The letter was sent to leaders in Chad, Egypt, Ethiopia, Kenya, Libya, Nigeria, Rwanda, South Africa, Uganda and the African Union with the referendum on southern independence just three weeks away.

The Obama administration made Sudan a foreign policy priority and has pressured Khartoum on key issues, including the ongoing crisis in Darfur and the talk of secession of the south from the north.

As the date for the referendum approaches, southerners are expected to vote massively for independence from the north. President Obama on Sunday stressed U.S. commitment to a peaceful vote.

“Over the past four months, the administration has redoubled our efforts to support referendum preparations and peace negotiations between the two parties. We believe that an on-time referendum is the best means of preventing the resumption of a full-scale war between northern and southern Sudan,” White House National Security Council spokesman Mike Hammer told reporters.
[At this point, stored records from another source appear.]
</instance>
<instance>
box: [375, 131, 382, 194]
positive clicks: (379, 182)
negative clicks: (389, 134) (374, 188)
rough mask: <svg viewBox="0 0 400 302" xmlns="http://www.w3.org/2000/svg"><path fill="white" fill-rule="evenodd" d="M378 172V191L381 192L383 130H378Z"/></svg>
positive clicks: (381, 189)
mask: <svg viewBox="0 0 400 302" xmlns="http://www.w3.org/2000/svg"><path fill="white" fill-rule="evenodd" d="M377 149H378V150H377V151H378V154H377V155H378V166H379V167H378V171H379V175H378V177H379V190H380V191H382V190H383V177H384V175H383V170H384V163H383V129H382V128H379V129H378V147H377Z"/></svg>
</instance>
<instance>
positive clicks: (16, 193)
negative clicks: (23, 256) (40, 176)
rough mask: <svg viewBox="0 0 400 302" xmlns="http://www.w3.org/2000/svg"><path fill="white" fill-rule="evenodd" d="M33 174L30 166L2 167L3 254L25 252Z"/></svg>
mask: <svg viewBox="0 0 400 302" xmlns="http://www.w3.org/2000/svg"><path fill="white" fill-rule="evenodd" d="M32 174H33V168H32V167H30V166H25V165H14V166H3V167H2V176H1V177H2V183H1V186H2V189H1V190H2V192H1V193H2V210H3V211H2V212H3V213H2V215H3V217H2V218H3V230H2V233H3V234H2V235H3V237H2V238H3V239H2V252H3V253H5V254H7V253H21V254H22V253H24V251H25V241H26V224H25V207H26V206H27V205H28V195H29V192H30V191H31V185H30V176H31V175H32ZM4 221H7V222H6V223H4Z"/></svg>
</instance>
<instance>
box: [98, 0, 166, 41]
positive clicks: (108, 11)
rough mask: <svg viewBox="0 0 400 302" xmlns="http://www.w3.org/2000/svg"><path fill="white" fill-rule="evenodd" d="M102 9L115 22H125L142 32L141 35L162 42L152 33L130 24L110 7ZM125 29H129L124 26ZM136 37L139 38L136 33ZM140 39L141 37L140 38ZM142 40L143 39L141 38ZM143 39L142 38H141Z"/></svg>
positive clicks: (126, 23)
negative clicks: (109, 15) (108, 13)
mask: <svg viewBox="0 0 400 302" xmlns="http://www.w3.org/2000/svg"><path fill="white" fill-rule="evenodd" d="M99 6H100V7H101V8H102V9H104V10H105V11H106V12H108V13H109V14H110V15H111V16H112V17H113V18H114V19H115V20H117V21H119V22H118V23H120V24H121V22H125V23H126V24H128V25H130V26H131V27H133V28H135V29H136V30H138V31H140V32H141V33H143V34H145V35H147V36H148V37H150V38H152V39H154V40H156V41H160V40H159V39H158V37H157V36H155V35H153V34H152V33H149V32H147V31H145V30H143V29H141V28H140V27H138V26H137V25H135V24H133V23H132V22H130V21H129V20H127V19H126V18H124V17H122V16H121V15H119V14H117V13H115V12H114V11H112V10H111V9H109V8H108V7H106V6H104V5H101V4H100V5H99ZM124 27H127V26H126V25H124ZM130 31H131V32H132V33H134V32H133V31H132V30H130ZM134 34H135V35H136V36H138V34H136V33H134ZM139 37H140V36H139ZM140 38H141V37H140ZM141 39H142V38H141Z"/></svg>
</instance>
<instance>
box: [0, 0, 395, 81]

In adherence to President Obama’s letter, Egypt’s Hosni Mubarak and Libya’s Mummar Ghaddafi are scheduled to visit northern Sudan on Tuesday for talks with Sudanese President Omar Al-Bashir.
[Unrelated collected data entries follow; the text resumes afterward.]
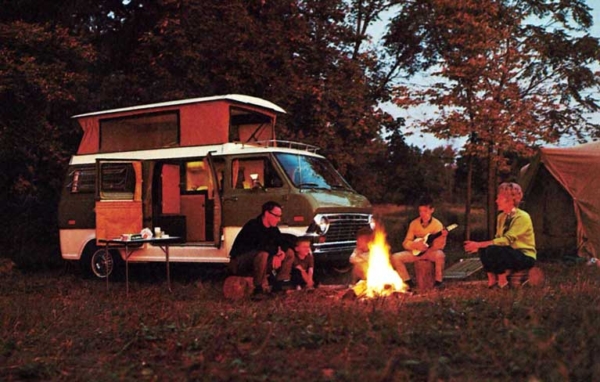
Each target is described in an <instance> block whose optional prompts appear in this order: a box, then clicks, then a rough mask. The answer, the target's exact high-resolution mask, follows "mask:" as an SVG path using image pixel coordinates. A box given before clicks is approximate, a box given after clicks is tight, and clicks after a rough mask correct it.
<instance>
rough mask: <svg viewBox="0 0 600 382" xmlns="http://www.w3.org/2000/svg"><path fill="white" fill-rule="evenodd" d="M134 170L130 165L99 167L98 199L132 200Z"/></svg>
mask: <svg viewBox="0 0 600 382" xmlns="http://www.w3.org/2000/svg"><path fill="white" fill-rule="evenodd" d="M134 192H135V170H134V168H133V165H132V164H131V163H102V164H101V166H100V198H101V199H111V200H133V196H134Z"/></svg>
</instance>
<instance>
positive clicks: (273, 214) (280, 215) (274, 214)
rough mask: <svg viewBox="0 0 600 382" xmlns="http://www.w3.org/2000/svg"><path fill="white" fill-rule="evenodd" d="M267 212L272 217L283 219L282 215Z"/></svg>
mask: <svg viewBox="0 0 600 382" xmlns="http://www.w3.org/2000/svg"><path fill="white" fill-rule="evenodd" d="M267 212H268V213H270V214H271V215H273V216H275V217H276V218H281V215H277V214H274V213H273V212H271V211H267Z"/></svg>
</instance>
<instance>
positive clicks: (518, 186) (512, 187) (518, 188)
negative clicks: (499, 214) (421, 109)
mask: <svg viewBox="0 0 600 382" xmlns="http://www.w3.org/2000/svg"><path fill="white" fill-rule="evenodd" d="M498 194H504V195H506V196H508V197H509V198H511V199H512V200H513V202H514V204H515V206H518V205H519V203H521V200H523V190H522V189H521V186H519V185H518V184H516V183H502V184H501V185H499V186H498Z"/></svg>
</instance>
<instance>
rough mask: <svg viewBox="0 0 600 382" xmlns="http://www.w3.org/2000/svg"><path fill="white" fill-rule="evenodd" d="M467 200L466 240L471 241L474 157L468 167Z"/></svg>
mask: <svg viewBox="0 0 600 382" xmlns="http://www.w3.org/2000/svg"><path fill="white" fill-rule="evenodd" d="M467 166H468V167H467V198H466V199H467V200H466V202H465V240H471V199H472V198H473V185H472V181H473V156H472V155H470V156H469V164H468V165H467Z"/></svg>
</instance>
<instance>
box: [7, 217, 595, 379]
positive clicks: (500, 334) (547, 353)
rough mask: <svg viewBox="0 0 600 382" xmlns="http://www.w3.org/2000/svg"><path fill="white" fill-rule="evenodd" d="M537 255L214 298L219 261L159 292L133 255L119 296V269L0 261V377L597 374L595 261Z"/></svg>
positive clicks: (201, 376) (226, 378)
mask: <svg viewBox="0 0 600 382" xmlns="http://www.w3.org/2000/svg"><path fill="white" fill-rule="evenodd" d="M392 218H394V216H393V214H392ZM391 220H393V219H391ZM391 220H388V221H387V223H386V224H389V221H391ZM397 224H400V223H397ZM391 236H398V233H397V232H392V234H391ZM453 256H456V257H458V256H459V254H455V255H453ZM540 266H541V268H542V269H543V270H544V272H545V274H546V280H547V281H546V283H545V284H544V285H543V286H540V287H535V288H534V287H531V288H522V289H513V290H509V291H495V290H488V289H487V288H486V287H485V284H484V283H482V282H478V281H475V282H449V283H448V286H447V288H446V289H444V290H442V291H440V292H437V291H433V292H424V293H419V294H416V295H413V296H408V295H401V296H396V297H389V298H382V299H374V300H345V299H343V298H341V294H342V293H343V291H344V290H340V289H333V288H320V289H317V290H315V291H313V292H310V293H309V292H304V291H300V292H294V293H291V294H287V295H282V296H278V297H276V298H273V299H269V300H265V301H260V302H255V301H250V300H237V301H230V300H226V299H224V298H223V296H222V290H221V288H222V283H223V279H224V273H223V272H220V271H219V269H212V270H207V269H205V268H203V267H189V266H183V265H180V264H174V265H173V267H172V272H171V275H172V278H173V292H172V293H170V292H169V291H168V290H167V288H166V285H165V276H164V270H163V266H162V265H161V264H156V266H153V265H135V266H132V267H131V269H130V271H131V274H132V282H131V285H130V287H131V288H130V295H129V297H127V296H126V295H125V285H124V283H123V282H120V281H111V282H110V283H109V284H108V288H107V285H106V283H104V282H98V281H92V280H84V279H82V278H81V277H80V276H79V275H78V274H77V272H73V271H68V272H65V271H64V270H63V271H61V270H54V271H47V270H46V271H39V272H22V271H20V270H18V269H10V268H8V267H0V271H1V272H0V273H1V274H0V278H1V280H2V282H1V283H0V380H2V381H22V380H55V381H61V380H64V381H89V380H94V381H113V380H147V381H164V380H175V381H184V380H198V381H221V380H222V381H225V380H226V381H265V380H289V381H363V380H369V381H593V380H600V294H599V293H598V292H599V290H600V268H597V267H590V266H585V265H582V264H576V265H566V264H562V263H545V264H540Z"/></svg>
Obama is trying to stimulate neighboring African nations to pressure Khartoum to make sure the vote takes place on time and the outcome is respected.

“President Obama has made it clear that Sudan is one of the administration’s top priorities; we have a vision of hope, peace and prosperity for the people of Sudan. We believe an on-time referendum is the best means to prevent a resumption of full scale war between north and south Sudan,” Hammer told reporters.

The January 9 vote for independence is a part of the 2005 Comprehensive Peace Agreement (CPA) between the mainly Muslim north and predominantly Christian south that put an end to more than two decades of civil war.

“We have, and will continue to, put an enormous amount of effort toward ensuring that the referendum goes off on time, peacefully, and that the results are respected,” Hammer added.

The result of the referendum could bring an end to one of Africa’s most bitter conflicts, or reignite it.